I am a pediatric cardiologist and have cared for children with heart disease for the past three decades. In addition, I have an educational background in business and finance as well as healthcare administration and global health – I gained a Masters Degree in Public Health from UCLA and taught Global Health there after I completed the program.
“The measure of intelligence is the ability to change.”
This timely and noteworthy Research Letter from JAMA delineates the accuracy of a generative artificial intelligence model (GPT-4) in complex diagnostic challenges (vs standardized medical examinations). Even though the generative AI models have performed well in a battery of tests, including the USMLE (United States Medical Licensing Examination), the day-to-day clinics or emergency room sessions are full of cases that are not the classic cases found in the standardized tests.

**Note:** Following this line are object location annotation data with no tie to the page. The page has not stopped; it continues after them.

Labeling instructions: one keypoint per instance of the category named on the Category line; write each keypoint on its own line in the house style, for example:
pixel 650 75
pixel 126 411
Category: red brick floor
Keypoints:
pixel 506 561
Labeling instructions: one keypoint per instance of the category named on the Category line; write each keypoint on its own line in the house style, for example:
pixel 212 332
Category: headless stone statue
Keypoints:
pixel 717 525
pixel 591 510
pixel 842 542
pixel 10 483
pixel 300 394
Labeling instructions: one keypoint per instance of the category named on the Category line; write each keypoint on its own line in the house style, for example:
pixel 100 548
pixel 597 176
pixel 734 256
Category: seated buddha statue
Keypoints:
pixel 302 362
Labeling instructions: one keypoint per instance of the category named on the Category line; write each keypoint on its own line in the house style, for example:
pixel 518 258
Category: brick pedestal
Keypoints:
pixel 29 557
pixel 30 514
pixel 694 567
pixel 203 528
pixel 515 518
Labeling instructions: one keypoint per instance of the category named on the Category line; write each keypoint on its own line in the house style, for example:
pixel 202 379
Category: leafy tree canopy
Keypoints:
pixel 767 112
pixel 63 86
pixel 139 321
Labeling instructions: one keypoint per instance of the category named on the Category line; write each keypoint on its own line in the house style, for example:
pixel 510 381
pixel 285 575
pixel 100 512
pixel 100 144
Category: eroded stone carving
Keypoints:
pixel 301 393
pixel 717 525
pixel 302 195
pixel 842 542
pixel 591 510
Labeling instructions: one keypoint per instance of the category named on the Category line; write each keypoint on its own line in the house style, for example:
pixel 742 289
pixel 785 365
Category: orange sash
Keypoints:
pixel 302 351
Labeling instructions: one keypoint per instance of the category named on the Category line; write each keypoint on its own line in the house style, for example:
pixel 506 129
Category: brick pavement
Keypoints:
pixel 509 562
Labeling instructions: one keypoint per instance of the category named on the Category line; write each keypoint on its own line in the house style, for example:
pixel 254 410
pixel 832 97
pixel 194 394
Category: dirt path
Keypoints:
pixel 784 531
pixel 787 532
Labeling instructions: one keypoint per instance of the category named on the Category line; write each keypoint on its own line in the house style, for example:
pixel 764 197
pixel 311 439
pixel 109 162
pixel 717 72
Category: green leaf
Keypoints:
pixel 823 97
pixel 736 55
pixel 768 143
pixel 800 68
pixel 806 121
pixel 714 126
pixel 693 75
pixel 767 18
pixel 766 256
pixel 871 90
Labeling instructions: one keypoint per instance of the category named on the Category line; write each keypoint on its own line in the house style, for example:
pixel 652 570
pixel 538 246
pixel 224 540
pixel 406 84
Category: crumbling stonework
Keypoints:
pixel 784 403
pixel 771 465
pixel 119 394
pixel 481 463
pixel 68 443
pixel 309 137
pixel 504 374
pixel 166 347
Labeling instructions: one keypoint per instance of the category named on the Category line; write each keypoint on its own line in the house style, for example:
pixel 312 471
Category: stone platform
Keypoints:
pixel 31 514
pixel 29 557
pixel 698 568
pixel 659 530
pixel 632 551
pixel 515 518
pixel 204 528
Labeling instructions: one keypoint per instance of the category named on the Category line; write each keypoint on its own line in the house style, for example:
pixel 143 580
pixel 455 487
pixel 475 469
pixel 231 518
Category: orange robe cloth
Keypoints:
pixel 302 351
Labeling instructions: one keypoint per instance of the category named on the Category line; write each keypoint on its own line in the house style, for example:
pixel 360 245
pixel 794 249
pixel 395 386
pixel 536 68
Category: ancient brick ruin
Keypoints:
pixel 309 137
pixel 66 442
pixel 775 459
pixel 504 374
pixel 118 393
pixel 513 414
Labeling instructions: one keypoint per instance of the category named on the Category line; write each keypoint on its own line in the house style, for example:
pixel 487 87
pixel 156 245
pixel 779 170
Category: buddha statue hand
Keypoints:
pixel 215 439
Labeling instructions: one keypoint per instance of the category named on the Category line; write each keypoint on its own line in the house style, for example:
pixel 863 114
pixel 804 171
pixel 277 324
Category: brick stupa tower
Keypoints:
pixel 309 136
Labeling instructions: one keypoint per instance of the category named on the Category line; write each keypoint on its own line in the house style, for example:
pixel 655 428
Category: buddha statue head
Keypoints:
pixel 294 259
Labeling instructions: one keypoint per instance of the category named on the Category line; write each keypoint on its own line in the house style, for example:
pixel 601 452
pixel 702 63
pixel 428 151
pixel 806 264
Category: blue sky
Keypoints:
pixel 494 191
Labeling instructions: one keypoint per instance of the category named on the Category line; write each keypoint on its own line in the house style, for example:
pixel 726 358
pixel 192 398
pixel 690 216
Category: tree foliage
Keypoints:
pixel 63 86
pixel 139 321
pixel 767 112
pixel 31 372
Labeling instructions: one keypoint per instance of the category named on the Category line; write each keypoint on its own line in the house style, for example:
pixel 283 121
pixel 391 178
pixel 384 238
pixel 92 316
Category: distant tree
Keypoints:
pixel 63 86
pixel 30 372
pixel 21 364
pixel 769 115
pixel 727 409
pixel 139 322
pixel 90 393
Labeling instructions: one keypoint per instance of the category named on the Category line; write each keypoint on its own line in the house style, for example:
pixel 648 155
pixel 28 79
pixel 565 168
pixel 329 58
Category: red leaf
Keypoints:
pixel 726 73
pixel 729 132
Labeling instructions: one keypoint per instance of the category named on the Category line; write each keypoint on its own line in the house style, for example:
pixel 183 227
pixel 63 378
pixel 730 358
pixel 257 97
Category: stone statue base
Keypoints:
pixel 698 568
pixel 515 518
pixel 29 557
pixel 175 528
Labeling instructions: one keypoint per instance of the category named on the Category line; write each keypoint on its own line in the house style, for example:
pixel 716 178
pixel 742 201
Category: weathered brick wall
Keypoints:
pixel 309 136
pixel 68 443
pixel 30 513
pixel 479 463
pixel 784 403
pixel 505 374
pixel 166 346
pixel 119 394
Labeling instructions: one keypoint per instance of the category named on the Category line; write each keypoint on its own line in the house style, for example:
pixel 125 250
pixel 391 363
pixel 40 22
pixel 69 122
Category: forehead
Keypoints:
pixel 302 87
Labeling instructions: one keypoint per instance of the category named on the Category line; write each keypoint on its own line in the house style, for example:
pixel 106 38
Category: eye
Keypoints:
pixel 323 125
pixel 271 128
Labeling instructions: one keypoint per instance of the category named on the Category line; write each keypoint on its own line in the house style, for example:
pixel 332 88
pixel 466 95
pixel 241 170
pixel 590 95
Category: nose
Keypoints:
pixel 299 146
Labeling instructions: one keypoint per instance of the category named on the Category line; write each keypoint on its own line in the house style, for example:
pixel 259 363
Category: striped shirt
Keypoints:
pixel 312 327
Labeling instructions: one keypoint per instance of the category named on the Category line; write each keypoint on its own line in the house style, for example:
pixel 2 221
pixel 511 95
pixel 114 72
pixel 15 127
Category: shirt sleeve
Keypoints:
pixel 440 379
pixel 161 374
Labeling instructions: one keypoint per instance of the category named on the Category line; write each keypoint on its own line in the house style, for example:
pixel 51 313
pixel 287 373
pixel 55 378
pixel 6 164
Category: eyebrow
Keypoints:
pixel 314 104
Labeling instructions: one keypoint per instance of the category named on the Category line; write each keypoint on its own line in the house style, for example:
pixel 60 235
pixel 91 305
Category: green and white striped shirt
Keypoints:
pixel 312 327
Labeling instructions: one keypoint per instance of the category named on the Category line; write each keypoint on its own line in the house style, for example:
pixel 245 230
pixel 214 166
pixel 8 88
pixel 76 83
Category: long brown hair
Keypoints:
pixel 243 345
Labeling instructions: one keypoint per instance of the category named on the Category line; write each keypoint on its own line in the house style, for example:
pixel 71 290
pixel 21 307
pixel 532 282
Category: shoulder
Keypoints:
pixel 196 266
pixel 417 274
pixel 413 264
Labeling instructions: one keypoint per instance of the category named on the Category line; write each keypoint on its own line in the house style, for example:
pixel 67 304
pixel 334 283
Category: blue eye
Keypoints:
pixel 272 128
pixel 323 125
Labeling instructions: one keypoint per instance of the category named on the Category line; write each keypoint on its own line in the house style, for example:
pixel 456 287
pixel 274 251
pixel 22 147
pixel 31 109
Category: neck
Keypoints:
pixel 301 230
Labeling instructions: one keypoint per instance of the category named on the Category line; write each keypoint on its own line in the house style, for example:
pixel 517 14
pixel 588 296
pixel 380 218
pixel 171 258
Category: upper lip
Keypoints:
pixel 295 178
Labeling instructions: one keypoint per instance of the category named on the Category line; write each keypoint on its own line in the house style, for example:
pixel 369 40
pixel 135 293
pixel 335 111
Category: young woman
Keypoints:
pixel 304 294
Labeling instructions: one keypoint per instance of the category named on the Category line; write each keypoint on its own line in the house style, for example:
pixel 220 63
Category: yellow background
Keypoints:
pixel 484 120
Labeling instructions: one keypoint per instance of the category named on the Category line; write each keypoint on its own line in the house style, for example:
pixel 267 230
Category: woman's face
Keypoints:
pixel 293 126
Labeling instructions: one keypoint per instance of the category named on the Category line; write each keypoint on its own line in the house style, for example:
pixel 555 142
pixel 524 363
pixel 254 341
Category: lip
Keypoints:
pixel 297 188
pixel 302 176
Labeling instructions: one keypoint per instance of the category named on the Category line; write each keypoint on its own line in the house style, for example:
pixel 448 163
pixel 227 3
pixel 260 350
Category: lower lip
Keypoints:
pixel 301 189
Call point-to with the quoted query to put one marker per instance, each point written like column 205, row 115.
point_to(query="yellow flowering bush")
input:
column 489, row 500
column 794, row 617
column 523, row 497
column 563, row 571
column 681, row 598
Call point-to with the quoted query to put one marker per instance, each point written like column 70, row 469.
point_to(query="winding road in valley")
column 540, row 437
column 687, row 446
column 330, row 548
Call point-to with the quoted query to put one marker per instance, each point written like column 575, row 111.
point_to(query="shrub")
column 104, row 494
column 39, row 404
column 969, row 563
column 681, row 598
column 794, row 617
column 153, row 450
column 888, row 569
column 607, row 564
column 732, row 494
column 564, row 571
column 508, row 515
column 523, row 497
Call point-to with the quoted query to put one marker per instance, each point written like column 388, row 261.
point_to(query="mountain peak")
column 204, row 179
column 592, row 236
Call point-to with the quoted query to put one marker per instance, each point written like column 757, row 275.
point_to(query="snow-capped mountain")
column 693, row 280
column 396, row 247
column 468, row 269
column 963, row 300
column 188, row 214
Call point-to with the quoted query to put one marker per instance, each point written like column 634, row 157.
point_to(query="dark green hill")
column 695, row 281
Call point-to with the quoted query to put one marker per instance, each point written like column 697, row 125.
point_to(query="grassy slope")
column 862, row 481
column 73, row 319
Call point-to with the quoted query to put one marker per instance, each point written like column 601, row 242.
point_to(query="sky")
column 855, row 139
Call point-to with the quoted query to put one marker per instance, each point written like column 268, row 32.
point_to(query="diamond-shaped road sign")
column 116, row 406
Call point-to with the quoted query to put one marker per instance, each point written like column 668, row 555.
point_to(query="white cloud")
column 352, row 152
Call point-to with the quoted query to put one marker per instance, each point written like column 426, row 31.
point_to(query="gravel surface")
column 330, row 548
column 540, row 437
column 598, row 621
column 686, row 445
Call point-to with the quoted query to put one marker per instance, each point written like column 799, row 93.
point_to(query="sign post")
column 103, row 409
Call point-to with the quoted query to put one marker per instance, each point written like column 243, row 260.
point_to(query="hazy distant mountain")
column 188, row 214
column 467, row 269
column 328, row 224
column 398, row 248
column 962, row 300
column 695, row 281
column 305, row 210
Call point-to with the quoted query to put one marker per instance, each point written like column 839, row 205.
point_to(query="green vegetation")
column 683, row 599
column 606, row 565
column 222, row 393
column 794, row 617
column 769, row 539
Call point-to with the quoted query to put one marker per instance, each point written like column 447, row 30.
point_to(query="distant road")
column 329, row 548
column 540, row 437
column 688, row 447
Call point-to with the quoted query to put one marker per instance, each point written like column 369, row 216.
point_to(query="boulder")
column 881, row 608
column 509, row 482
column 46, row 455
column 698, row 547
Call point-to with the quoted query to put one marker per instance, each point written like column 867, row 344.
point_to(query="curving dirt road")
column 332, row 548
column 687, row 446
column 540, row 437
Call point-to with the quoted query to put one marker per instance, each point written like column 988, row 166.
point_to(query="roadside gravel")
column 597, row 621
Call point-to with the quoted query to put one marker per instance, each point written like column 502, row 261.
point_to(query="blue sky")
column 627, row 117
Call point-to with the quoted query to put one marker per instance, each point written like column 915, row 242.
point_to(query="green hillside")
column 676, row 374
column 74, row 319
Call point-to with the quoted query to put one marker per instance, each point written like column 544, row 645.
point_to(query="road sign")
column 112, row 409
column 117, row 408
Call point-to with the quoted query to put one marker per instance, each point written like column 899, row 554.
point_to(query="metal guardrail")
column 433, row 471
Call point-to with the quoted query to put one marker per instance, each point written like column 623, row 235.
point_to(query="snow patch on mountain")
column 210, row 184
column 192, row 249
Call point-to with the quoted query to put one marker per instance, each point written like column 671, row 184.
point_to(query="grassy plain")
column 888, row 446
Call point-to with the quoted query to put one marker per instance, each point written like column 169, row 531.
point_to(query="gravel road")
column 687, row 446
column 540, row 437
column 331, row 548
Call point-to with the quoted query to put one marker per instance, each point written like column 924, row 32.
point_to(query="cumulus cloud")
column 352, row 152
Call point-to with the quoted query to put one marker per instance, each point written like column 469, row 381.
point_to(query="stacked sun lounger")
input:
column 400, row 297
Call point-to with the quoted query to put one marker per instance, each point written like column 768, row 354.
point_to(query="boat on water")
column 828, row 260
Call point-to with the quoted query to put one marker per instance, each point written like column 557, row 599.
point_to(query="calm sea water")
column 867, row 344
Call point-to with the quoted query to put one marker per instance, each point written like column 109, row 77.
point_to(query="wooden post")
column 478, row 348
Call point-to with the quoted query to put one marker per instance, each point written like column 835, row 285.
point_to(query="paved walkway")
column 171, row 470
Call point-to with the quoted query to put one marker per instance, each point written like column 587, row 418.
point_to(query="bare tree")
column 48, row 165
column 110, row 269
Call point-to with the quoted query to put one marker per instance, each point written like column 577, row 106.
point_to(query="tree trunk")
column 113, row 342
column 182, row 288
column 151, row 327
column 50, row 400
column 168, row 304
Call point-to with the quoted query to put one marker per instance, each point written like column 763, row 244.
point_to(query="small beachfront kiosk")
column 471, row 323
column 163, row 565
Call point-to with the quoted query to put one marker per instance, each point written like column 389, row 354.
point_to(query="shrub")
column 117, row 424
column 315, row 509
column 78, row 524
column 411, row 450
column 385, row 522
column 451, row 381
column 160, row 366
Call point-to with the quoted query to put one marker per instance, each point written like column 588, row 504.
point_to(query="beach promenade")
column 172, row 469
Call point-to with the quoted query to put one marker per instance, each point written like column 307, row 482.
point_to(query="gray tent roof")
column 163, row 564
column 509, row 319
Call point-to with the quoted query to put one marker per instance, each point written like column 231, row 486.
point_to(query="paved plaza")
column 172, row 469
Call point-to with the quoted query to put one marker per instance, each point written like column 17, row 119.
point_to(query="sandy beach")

For this study, the source of the challenges are the 2023 clinico-pathologic conferences from the New England Journal of Medicine, of which a few cases are used to develop a standard chat prompt. The instructions are for the AI model to provide a differential diagnosis ranked by probability. For the study, the cases that were published between January 2021 to December of 2022 were used. Each case was run in independent chats. The outcome to be measured is how the model’s top diagnosis matched the final case diagnosis from NEJM; in addition, a secondary outcome is whether the final case diagnosis is among the model’s list of differential diagnoses. A composite 5-point rating system is used based on accuracy and usefulness of the model’s list. Even though only a few raters were used, a Cohen’s kappa was used to measure the agreement between two raters.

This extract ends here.